The Luxembourg Parliament recently adopted a new law establishing a guarantee regime in favour of the economy within the framework of the COVID-19 pandemic.
On 18 April 2020, the Luxembourg Parliament has adopted a new law establishing a guarantee regime in favour of the Luxembourg economy within the framework of the COVID-19 pandemic (the Guarantee Regime Law).

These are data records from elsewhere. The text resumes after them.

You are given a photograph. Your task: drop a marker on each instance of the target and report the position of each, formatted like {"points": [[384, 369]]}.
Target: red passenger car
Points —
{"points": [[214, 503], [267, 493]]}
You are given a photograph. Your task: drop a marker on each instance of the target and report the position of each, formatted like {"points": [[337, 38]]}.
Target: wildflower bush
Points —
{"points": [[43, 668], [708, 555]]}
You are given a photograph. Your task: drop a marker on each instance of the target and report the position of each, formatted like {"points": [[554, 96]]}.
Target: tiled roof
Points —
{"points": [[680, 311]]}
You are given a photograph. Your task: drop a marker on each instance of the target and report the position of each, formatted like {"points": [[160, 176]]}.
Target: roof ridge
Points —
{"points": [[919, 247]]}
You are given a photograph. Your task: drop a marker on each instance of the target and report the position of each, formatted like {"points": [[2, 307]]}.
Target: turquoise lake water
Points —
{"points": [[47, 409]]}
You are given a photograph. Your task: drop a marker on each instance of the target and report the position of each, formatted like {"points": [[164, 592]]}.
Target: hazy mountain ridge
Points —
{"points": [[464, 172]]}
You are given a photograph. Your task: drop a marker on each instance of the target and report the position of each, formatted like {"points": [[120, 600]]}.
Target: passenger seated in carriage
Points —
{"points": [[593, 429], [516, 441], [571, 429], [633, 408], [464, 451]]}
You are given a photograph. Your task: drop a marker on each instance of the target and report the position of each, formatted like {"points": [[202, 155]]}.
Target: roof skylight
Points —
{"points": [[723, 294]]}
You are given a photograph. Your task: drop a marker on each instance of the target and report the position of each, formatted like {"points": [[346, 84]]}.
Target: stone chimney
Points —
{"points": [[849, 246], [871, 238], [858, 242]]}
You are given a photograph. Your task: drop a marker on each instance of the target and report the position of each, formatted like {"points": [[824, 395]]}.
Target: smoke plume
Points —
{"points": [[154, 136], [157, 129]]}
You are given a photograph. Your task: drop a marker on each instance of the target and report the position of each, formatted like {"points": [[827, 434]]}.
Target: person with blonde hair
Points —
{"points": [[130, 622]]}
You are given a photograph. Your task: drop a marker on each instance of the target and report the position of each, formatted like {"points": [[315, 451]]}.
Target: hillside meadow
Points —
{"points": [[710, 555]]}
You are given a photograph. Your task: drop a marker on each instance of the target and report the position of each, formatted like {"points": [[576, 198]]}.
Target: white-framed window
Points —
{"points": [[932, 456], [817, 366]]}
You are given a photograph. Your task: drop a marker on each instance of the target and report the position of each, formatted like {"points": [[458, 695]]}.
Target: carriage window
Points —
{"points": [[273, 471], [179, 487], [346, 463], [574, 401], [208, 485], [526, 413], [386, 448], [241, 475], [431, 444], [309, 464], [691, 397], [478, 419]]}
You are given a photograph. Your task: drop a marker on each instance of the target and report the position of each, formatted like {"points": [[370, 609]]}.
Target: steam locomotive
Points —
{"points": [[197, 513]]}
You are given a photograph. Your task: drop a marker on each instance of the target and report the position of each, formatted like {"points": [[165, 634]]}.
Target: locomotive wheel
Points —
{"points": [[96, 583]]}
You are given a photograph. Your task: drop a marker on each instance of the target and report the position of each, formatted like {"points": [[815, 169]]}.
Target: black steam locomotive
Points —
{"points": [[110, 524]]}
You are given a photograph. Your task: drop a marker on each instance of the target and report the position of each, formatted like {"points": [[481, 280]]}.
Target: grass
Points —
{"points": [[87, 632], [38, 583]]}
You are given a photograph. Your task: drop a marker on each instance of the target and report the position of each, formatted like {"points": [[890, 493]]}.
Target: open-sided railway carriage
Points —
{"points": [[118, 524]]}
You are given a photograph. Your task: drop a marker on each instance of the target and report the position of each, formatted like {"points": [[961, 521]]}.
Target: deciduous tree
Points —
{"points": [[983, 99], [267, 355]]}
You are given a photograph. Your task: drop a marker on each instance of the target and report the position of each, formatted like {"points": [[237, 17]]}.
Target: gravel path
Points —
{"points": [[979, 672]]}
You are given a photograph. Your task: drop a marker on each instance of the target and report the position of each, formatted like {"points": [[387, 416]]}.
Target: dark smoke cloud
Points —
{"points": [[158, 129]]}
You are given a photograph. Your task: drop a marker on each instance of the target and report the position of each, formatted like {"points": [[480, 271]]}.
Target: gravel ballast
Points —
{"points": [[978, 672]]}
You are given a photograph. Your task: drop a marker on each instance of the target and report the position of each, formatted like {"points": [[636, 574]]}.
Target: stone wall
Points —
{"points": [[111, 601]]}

Pursuant to the Guarantee Regime Law, guarantees may be issued and managed by the Treasury of State which will be vested with the necessary legal power:
- within the limit of an aggregate budget of EUR 2.5 billion;
- on new loans granted by credit institutions between 18 March 2020 and 31 December 2020 having a maturity of maximum 6 years that will be guaranteed at 85% by the State and 15% by the participating credit institutions;
- to Luxembourg companies, legal or natural persons that were viable before 18 March 2020 but that are facing temporary financial difficulties due to the COVID-19 crisis (excluding real estate and holding companies and companies that were in difficulty before 1st January 2020);
- subject to the adoption a final decision from the European Commission declaring these guarantees compatible with the internal market and conditions fixed by an agreement with the credit institutions concerned; and
- the maximum amount of eligible loans must not exceed 25% of the beneficiary entity's turnover for the year 2019 (or failing that, the last year available).
- The benefiting borrower will have to pay a guarantee premium on the State guarantee that is a variable rate that will increase proportionally to the size of the company and the maturity of the loan.

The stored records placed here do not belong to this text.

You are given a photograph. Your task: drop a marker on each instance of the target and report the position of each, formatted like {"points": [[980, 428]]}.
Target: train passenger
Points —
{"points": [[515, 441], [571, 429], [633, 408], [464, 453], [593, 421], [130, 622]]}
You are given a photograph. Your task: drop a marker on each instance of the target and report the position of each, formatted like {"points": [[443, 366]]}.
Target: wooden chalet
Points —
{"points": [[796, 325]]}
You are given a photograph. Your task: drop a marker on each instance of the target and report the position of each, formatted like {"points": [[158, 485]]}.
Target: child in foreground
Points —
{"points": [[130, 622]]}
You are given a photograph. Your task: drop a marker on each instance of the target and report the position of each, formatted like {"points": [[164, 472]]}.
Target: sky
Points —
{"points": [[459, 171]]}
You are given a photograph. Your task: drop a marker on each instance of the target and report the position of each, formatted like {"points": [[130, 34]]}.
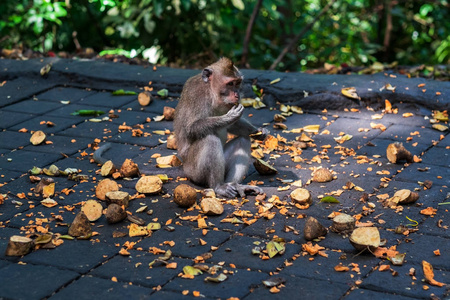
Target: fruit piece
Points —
{"points": [[105, 186], [115, 213], [144, 98], [18, 246], [365, 238], [92, 209], [264, 168], [322, 175], [38, 137], [184, 195], [107, 169], [301, 196], [169, 113], [129, 168], [313, 229], [80, 227], [118, 197], [149, 185], [211, 206], [343, 223], [395, 152]]}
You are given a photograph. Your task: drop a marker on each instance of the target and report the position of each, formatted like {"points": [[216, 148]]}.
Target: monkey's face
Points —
{"points": [[229, 91]]}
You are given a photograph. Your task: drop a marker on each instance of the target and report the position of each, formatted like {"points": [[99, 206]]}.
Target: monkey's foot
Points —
{"points": [[232, 189]]}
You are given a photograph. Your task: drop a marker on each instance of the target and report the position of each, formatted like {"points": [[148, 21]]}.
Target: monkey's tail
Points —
{"points": [[98, 154]]}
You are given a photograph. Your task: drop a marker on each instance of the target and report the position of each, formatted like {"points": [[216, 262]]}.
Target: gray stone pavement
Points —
{"points": [[93, 268]]}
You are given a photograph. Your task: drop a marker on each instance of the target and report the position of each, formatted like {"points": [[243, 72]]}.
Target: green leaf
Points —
{"points": [[87, 112], [163, 93], [329, 199], [239, 4], [189, 270], [272, 249]]}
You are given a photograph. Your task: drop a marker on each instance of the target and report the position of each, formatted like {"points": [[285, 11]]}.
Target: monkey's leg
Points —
{"points": [[237, 161], [205, 165]]}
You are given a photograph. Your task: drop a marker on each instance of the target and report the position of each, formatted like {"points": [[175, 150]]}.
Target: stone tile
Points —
{"points": [[421, 248], [34, 124], [187, 241], [438, 156], [132, 118], [31, 281], [61, 145], [14, 140], [68, 109], [92, 130], [22, 160], [439, 175], [238, 284], [73, 255], [359, 294], [321, 268], [400, 133], [9, 118], [439, 225], [107, 100], [296, 286], [88, 287], [33, 107], [155, 107], [403, 284], [135, 268], [9, 209], [59, 94], [238, 251]]}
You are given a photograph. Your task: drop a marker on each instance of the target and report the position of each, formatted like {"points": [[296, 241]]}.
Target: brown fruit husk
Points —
{"points": [[169, 113], [301, 196], [108, 169], [118, 197], [313, 229], [211, 206], [105, 186], [264, 168], [171, 142], [365, 238], [149, 185], [322, 175], [144, 98], [115, 213], [19, 246], [92, 209], [37, 138], [343, 223], [396, 152], [184, 195], [80, 227], [129, 168]]}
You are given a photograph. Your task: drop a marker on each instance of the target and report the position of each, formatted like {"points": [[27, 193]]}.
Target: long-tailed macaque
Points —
{"points": [[208, 109]]}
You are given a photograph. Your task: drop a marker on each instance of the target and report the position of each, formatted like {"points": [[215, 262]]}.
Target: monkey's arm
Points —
{"points": [[244, 128], [210, 125]]}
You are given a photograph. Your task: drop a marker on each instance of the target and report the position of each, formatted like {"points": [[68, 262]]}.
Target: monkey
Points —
{"points": [[207, 111]]}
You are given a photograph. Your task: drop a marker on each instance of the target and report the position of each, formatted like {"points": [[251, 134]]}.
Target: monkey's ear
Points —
{"points": [[206, 74]]}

Furthermore, the scheme is not mandatory for Luxembourg credit institutions that are required to enter into specific agreements with the State Treasury in case they want to participate to it. The participating credit institution will then have to notify each loan concerned by the State guarantee through an automated computer system in order to benefit from the guarantee.
The Guarantee Regime Law that has entered into force on 18 April 2020, shall facilitate the granting of loans by credit institutions to support the companies affected by the consequences of the COVID-19 outbreak, and prevent that temporary financial difficulties caused by the crisis impair the permanence of employment and economic activity.